Afinal de contas, não podemos perder de vista que, embora sejam ciências que trabalhem sob perspectivas distintas, alguns dos postulados psicanalíticos, conceitos e impressões dela oriundas, podem perfeitamente ser empregados no momento da construção jurídica, afinal de contas, ambas as ciências – Direito e Psicanálise – trabalham, no fundo, com um mesmo objeto: a ação humana.

E neste tocante, vale lembrar que esta ação, enquanto fenômeno peculiar de nossa espécie, pode ser estudada e compreendida sob duas perspectivas: ação humana externa (como resultado que, potencialmente, atinge a outros) e ação humana interna (enquanto resultado que atinge somente a esfera do agente). A primeira forma está compreendida no campo das ciências sociais, enquanto que a segunda está compreendida no campo das ciências psicanalíticas. Ocorre que, mesmo possuindo acentos diferentes, há que se ressaltar que tanto a ação humana interna como a externa possuem uma mesma estrutura conformadora – ambas são constituídas de três elementos principais: o agente, a ação (stricto sensu) e o destinatário; e é exatamente isso o que nos possibilita traçar um paralelo entre estas e as respectivas ciências que as estudam.
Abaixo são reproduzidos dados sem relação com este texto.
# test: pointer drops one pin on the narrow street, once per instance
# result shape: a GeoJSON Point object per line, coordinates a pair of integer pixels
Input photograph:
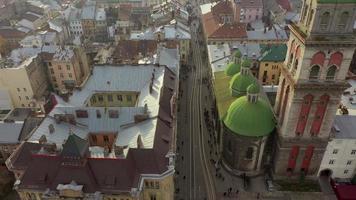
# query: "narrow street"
{"type": "Point", "coordinates": [196, 145]}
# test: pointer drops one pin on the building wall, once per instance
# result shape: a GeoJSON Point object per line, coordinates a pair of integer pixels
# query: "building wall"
{"type": "Point", "coordinates": [38, 78]}
{"type": "Point", "coordinates": [269, 72]}
{"type": "Point", "coordinates": [340, 158]}
{"type": "Point", "coordinates": [184, 50]}
{"type": "Point", "coordinates": [301, 105]}
{"type": "Point", "coordinates": [5, 151]}
{"type": "Point", "coordinates": [88, 27]}
{"type": "Point", "coordinates": [25, 84]}
{"type": "Point", "coordinates": [251, 14]}
{"type": "Point", "coordinates": [105, 139]}
{"type": "Point", "coordinates": [75, 28]}
{"type": "Point", "coordinates": [162, 189]}
{"type": "Point", "coordinates": [101, 33]}
{"type": "Point", "coordinates": [95, 100]}
{"type": "Point", "coordinates": [235, 149]}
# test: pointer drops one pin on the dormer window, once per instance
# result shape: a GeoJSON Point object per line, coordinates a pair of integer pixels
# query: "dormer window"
{"type": "Point", "coordinates": [314, 72]}
{"type": "Point", "coordinates": [324, 22]}
{"type": "Point", "coordinates": [330, 74]}
{"type": "Point", "coordinates": [310, 17]}
{"type": "Point", "coordinates": [344, 17]}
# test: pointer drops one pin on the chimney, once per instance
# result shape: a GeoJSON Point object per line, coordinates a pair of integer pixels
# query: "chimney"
{"type": "Point", "coordinates": [140, 117]}
{"type": "Point", "coordinates": [42, 139]}
{"type": "Point", "coordinates": [51, 128]}
{"type": "Point", "coordinates": [151, 88]}
{"type": "Point", "coordinates": [145, 109]}
{"type": "Point", "coordinates": [139, 142]}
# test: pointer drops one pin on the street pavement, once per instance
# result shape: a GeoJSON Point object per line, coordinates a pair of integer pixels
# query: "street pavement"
{"type": "Point", "coordinates": [197, 174]}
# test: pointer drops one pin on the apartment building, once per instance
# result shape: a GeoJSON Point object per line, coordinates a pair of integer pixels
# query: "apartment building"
{"type": "Point", "coordinates": [26, 83]}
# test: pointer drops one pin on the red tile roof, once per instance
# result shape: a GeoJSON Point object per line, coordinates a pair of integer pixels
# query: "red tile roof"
{"type": "Point", "coordinates": [12, 33]}
{"type": "Point", "coordinates": [285, 4]}
{"type": "Point", "coordinates": [251, 4]}
{"type": "Point", "coordinates": [127, 51]}
{"type": "Point", "coordinates": [103, 174]}
{"type": "Point", "coordinates": [30, 17]}
{"type": "Point", "coordinates": [222, 7]}
{"type": "Point", "coordinates": [214, 30]}
{"type": "Point", "coordinates": [213, 27]}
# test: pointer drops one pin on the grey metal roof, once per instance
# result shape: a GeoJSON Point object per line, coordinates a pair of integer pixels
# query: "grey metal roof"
{"type": "Point", "coordinates": [277, 34]}
{"type": "Point", "coordinates": [10, 132]}
{"type": "Point", "coordinates": [345, 126]}
{"type": "Point", "coordinates": [120, 78]}
{"type": "Point", "coordinates": [88, 12]}
{"type": "Point", "coordinates": [250, 50]}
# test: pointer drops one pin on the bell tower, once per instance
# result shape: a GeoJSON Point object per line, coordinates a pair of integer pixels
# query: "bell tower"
{"type": "Point", "coordinates": [320, 50]}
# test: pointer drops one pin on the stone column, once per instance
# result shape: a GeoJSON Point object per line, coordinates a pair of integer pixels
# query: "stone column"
{"type": "Point", "coordinates": [262, 147]}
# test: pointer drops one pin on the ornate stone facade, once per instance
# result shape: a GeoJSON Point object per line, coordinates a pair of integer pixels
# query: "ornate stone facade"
{"type": "Point", "coordinates": [320, 50]}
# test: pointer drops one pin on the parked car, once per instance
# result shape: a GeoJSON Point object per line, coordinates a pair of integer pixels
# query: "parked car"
{"type": "Point", "coordinates": [269, 185]}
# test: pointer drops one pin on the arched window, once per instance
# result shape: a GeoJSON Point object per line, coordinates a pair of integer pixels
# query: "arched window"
{"type": "Point", "coordinates": [249, 153]}
{"type": "Point", "coordinates": [303, 114]}
{"type": "Point", "coordinates": [314, 72]}
{"type": "Point", "coordinates": [284, 106]}
{"type": "Point", "coordinates": [295, 65]}
{"type": "Point", "coordinates": [330, 74]}
{"type": "Point", "coordinates": [324, 22]}
{"type": "Point", "coordinates": [336, 59]}
{"type": "Point", "coordinates": [304, 12]}
{"type": "Point", "coordinates": [229, 146]}
{"type": "Point", "coordinates": [310, 17]}
{"type": "Point", "coordinates": [280, 96]}
{"type": "Point", "coordinates": [319, 115]}
{"type": "Point", "coordinates": [318, 59]}
{"type": "Point", "coordinates": [344, 17]}
{"type": "Point", "coordinates": [297, 56]}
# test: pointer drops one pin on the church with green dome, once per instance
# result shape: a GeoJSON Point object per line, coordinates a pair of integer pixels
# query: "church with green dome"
{"type": "Point", "coordinates": [234, 67]}
{"type": "Point", "coordinates": [247, 125]}
{"type": "Point", "coordinates": [246, 118]}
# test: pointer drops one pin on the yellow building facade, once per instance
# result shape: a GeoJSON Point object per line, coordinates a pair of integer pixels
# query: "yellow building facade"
{"type": "Point", "coordinates": [270, 64]}
{"type": "Point", "coordinates": [25, 83]}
Nada obstante, é de se frisar que a grande maioria dos juristas ainda se revelem relutantes à esta investida; o que é perfeitamente compreensível, afinal de contas, temos medo de viver o que não entendemos, queremos sempre ter a garantia de pelo menos estar pensando que entendemos, até porque, não sabemos nos entregar à desorientação (3).
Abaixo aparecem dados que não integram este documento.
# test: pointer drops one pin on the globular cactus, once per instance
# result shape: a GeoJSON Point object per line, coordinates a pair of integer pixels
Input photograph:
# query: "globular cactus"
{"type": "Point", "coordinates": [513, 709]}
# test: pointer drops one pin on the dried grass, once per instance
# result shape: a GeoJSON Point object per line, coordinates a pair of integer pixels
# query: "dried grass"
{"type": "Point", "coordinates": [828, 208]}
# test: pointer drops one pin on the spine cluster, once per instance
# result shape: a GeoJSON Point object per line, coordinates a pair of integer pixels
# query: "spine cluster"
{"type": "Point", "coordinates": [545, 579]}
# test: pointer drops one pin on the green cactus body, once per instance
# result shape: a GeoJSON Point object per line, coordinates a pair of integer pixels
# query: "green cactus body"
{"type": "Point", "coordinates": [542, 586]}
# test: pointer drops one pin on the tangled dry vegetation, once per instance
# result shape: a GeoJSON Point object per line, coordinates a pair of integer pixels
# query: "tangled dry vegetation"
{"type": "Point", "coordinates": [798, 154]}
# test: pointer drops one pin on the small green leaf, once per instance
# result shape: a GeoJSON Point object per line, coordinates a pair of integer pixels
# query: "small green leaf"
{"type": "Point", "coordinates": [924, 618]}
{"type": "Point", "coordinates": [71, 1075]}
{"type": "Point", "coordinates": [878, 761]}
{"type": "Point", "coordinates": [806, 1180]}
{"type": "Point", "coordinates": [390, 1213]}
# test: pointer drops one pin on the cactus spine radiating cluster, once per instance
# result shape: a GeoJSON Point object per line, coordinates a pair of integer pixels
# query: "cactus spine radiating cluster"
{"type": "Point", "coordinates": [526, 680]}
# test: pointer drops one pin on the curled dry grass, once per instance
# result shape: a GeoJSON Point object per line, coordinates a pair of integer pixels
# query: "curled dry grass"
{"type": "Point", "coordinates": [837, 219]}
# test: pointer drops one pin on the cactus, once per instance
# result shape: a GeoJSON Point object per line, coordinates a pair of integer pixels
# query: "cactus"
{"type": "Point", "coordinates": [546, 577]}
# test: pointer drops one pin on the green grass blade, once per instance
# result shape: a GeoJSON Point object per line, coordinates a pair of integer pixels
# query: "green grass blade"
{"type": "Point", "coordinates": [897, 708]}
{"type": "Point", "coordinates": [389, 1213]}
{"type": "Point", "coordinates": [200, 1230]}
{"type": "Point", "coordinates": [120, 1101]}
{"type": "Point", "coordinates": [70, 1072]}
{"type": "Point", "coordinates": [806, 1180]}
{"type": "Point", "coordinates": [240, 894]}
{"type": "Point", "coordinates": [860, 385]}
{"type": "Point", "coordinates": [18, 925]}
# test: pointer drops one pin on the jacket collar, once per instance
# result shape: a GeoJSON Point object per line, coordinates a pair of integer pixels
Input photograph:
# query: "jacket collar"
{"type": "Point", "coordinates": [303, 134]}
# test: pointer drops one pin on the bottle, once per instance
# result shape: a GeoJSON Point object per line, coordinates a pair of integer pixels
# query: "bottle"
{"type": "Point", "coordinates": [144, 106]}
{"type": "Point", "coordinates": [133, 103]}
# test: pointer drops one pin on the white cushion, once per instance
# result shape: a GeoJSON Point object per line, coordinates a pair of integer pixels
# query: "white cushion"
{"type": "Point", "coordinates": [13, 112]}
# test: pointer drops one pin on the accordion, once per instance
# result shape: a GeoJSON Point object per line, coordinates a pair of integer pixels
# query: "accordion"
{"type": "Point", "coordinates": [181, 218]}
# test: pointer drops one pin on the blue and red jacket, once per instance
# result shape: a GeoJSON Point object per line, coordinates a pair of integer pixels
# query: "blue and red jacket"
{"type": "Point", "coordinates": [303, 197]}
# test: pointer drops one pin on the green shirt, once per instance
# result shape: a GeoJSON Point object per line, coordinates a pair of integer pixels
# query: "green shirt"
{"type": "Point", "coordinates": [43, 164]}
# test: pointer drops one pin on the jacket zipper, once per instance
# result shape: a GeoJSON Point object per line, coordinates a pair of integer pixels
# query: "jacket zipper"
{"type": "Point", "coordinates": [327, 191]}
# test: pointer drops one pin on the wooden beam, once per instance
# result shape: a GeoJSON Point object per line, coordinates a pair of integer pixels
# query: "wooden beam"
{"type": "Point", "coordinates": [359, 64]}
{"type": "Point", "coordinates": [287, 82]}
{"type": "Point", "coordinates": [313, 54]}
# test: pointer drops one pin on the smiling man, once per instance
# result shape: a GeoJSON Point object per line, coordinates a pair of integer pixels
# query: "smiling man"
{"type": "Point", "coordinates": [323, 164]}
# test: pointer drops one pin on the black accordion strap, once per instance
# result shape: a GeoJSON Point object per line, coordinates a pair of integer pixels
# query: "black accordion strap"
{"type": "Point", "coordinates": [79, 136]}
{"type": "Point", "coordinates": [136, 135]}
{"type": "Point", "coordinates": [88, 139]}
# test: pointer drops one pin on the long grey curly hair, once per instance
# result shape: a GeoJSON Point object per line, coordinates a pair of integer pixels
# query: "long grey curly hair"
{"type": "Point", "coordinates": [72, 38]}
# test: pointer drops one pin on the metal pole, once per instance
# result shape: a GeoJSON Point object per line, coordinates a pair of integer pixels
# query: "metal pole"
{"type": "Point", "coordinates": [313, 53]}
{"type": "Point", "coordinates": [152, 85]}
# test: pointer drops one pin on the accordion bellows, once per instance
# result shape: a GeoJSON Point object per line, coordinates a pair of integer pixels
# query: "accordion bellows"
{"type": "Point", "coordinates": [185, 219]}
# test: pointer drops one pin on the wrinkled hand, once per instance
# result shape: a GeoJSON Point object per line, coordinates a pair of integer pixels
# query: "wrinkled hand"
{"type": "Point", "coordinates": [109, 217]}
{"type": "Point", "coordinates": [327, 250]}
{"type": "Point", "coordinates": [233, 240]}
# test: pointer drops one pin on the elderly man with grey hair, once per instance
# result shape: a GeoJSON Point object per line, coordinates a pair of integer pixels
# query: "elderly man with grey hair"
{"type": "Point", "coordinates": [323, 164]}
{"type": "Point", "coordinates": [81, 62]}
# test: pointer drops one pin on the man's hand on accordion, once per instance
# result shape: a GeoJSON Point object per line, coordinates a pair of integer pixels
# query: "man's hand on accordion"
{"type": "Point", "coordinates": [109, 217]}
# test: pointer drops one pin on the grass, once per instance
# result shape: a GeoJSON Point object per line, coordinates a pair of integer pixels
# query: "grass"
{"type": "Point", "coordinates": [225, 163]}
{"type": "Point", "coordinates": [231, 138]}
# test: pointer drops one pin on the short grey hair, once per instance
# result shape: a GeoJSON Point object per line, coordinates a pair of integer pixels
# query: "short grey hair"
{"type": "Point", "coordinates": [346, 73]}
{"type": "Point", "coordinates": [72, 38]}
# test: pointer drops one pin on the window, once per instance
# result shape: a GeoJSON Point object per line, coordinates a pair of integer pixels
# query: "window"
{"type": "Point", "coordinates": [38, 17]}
É, portanto, o momento da psicanálise penetrar definitivamente no mundo jurídico e verificar em que medida as emoções, as paixões, as ansiedades e vicissitudes da vida (que atingem qualquer ser humano) poderão influir no universo jurídico e, em especial, no processo de tomada da decisão.

Notas:

(1)  WARAT, Luiz Alberto. A ciência jurídica e seus dois maridos. Santa Cruz do Sul: Edunisc, 2000.

(2)  PEREIRA, Rodrigo da Cunha. A sexualidade vista pelos Tribunais. Belo Horizonte: Del Rey, 2000. p. 51-52.

(3)  LISPECTOR, Clarice. A paixão segundo G.H. Rio de Janeiro: Rocco, 1998.

Marcelo Lebre Cruz é professor de Direito Penal e Prática Criminal, coordenador do Núcleo de Práticas Jurídicas da UniBrasil.